No entanto, Alexandre de Moraes, num gesto de ousadia jurisdicional, decidiu inovar. Em lugar de recorrer aos instrumentos tradicionais de cooperação jurídica internacional, como a Convenção da Haia, as cartas rogatórias ou o auxílio direto, o ministro optou por uma abordagem singular: enviou um mandado diretamente à Rumble, em território americano, por e-mail. O expediente, cuja solenidade se equipara à comunicação de um boleto bancário ou de uma inscrição em newsletter, visava compelir a empresa a cumprir sua determinação, sob pena de restrições no Brasil.

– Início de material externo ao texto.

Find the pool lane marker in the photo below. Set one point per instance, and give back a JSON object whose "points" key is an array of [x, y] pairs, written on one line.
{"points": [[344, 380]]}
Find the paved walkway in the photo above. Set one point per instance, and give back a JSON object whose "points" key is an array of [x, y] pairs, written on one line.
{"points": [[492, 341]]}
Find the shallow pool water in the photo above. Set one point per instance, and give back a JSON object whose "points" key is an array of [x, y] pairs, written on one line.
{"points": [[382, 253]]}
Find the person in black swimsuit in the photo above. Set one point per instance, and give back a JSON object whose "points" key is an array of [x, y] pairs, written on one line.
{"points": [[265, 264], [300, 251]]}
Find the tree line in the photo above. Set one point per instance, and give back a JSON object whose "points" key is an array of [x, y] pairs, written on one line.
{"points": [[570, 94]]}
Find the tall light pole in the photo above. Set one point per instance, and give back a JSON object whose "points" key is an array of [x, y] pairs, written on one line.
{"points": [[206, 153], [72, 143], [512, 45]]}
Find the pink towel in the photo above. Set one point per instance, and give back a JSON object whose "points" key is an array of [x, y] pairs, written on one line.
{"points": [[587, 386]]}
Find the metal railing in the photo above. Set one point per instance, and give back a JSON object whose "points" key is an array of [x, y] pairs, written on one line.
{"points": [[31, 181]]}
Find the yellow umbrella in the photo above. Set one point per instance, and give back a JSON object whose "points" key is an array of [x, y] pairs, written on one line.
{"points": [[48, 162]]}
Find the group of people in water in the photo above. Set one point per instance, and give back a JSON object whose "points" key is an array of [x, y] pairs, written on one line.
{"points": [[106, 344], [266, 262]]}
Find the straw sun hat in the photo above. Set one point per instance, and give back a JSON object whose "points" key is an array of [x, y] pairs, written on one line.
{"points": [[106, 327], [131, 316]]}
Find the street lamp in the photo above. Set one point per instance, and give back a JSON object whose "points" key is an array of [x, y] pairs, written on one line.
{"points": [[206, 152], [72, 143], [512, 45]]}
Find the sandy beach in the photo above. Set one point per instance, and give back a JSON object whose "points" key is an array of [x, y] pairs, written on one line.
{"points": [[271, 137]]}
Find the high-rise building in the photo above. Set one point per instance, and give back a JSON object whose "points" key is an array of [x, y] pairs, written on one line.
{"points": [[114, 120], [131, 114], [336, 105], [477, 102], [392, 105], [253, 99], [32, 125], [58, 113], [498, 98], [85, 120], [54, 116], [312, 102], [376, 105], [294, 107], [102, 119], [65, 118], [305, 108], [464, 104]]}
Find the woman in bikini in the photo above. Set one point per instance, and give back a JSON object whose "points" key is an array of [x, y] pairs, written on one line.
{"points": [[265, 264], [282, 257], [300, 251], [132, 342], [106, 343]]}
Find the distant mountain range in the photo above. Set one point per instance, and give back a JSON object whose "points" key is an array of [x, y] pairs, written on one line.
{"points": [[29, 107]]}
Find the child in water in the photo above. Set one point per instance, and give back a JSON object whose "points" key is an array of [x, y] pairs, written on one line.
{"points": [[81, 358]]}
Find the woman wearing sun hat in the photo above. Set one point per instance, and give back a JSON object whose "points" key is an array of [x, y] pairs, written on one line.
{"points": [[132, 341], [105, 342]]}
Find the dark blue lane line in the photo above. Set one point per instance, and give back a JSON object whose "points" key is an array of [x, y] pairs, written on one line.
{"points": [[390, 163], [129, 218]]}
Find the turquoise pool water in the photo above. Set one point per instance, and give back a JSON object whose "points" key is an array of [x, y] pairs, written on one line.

É evidente que Moraes tinha plena consciência de que sua ordem dificilmente seria homologada pelo Estado americano. Afinal, os Estados Unidos, cuja tradição constitucional é fortemente enraizada na Primeira Emenda, tendem a rejeitar medidas que possam ser interpretadas como censura estatal. Sendo assim, um pedido formal, tramitado pelos canais usuais, teria grande probabilidade de ser recusado. A solução encontrada foi driblar tais instâncias e apostar na pressão direta sobre a plataforma, explorando a possibilidade de um cálculo pragmático por parte da empresa: cumprir a ordem para manter acesso ao mercado brasileiro ou resistir e enfrentar eventuais retaliações.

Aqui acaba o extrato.